Veterinary professionals are clamouring for career progression and growth, no wonder there is such a demand for certificates and referral work. The modern workforce doesn’t aspire to be the manager in someone else’s business, they either set up their own business or wish to grow academically. After all, vets and nurses are highly skilled and undergo highly academic training yet find that clinical work is repetitive and mundane, especially in some business models that move the interesting work from the spoke practices to the hub hospital.
Summary
The profession is not broken, it is going through readjustment and now is the time to shape it to be fit for the future. If we improve the satisfaction of veterinary professionals then engagement and productivity will improve, businesses will be able to grow and take advantage of this massive growth time in the industry and less will be wasted in time and money on recruitment and training. By providing flexible working options, many more in the profession are likely to work more hours not less. Really it is a no brainer – these improvements will more than pay for themselves if we believe enough to invest.

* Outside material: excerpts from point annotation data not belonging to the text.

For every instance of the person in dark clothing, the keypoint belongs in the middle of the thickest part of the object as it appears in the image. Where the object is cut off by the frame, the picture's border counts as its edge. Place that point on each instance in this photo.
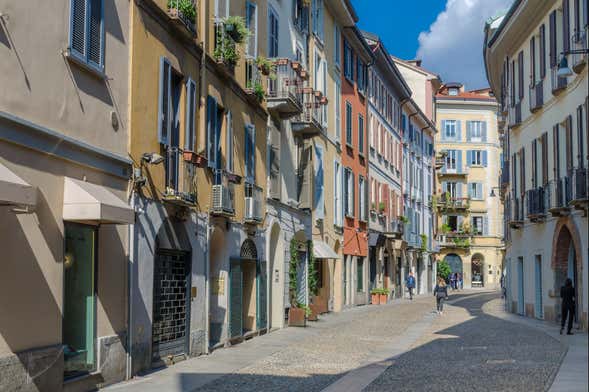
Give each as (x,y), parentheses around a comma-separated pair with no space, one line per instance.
(567,293)
(441,293)
(410,284)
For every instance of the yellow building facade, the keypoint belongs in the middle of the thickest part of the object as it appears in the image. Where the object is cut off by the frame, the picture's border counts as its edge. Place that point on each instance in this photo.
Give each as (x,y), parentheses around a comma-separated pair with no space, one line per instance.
(470,216)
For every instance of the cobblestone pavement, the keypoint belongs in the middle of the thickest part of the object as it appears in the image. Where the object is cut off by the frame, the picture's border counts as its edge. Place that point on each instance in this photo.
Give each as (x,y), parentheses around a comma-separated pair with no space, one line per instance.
(468,350)
(318,360)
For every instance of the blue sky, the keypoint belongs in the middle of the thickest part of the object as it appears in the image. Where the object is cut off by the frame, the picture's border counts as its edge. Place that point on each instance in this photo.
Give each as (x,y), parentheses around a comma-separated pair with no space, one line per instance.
(446,34)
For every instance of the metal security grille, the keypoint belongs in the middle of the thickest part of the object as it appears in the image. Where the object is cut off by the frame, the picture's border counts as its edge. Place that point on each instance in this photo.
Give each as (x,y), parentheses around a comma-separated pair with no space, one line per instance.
(170,304)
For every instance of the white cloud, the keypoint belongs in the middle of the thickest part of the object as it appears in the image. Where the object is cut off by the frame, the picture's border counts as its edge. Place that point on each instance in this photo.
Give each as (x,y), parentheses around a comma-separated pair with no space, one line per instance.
(453,45)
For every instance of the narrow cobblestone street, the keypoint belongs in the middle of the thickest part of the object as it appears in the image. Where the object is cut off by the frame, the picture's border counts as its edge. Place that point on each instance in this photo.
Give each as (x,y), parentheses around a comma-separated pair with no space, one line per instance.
(401,346)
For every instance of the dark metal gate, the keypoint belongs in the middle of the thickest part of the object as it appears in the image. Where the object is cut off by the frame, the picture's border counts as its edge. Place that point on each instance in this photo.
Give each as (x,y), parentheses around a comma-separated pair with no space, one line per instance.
(171,284)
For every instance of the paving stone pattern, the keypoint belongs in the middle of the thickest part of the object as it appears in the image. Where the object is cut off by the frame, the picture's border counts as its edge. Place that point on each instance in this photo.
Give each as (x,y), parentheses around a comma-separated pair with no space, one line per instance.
(468,350)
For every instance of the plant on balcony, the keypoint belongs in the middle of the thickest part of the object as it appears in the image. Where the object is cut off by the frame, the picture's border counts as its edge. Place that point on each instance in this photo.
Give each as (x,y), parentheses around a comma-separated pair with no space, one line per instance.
(185,7)
(444,269)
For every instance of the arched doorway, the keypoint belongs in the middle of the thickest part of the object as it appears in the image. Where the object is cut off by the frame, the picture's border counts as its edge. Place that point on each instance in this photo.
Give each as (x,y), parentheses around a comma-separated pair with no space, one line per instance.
(276,258)
(477,262)
(566,262)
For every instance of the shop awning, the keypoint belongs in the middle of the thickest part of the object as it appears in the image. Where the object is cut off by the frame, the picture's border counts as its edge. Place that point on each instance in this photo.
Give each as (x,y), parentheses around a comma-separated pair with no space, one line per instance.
(14,190)
(322,251)
(86,202)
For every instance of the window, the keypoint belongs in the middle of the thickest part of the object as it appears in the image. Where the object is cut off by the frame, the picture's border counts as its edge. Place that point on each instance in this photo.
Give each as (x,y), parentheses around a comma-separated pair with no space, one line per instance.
(338,121)
(475,190)
(477,225)
(87,32)
(348,62)
(349,192)
(189,132)
(349,141)
(360,274)
(318,18)
(337,185)
(273,33)
(362,203)
(250,154)
(337,43)
(360,134)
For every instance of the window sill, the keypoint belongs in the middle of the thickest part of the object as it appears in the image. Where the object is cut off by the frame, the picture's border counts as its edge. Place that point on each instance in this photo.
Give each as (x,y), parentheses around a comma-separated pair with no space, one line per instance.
(75,59)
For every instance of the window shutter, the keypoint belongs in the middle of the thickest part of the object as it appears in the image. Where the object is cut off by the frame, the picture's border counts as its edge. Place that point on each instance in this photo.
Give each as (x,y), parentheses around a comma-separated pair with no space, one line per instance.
(95,32)
(542,51)
(569,143)
(553,50)
(566,25)
(275,180)
(189,129)
(580,137)
(211,131)
(458,130)
(164,103)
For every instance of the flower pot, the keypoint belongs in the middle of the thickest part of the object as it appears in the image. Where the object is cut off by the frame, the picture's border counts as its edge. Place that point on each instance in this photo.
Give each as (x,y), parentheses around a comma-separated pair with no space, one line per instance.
(383,299)
(296,317)
(314,316)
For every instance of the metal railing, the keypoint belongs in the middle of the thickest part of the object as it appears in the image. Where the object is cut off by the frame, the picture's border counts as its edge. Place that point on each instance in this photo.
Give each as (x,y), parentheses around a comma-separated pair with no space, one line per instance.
(180,179)
(176,12)
(288,83)
(253,203)
(558,83)
(536,96)
(515,114)
(222,195)
(579,42)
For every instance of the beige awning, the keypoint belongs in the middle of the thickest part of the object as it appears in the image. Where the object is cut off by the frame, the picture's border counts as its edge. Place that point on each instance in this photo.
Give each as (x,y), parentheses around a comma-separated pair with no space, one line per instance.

But the work must never stop, otherwise we will be here again in the future. Are we brave enough to do what needs to be done? Fortune favours the brave. Businesses that think outside the box, challenge assumptions and paradigms will thrive, the rest will wither or be swallowed. We can’t wait for the RCVS to do something (they legally can’t) and the associations will produce posters until Rome burns to the ground.
Are you brave enough to start the evolution required? What solutions do you see?
29 November 2021 at 4:44 pm
Vets having “other” commitments resulting in fewer hours worked.
Vets having more time of for legitimate reasons.
“Remote” “detached”non-vet managements.
Prolonged consult times meaning fewer clients per hour but the same financial measurements and therefore “production”.
6 December 2021 at 10:47 am
Indeed Anthony, this is the 4 line summary of my article. And…
15 December 2021 at 6:15 pm
Very well discussed as before, Sarah – I did read this before the Summit too, which was very helpful – thank you.
24 February 2022 at 6:36 pm
Good article but missing a huge driver of vet mental health problems- client behaviour. Practices have to get better at firing unpleasant clients and the rcvs has to get better at backing vets in disputes about refusing to treat the pets belonging to abusive clients. We feel that the clients have a noose around our necks and that we have to help them regardless of how we are made to feel. We are daily made feel rubbish about ourselves by clients even after working long hours, perhaps ooh and doing our best. That wears down the best of people.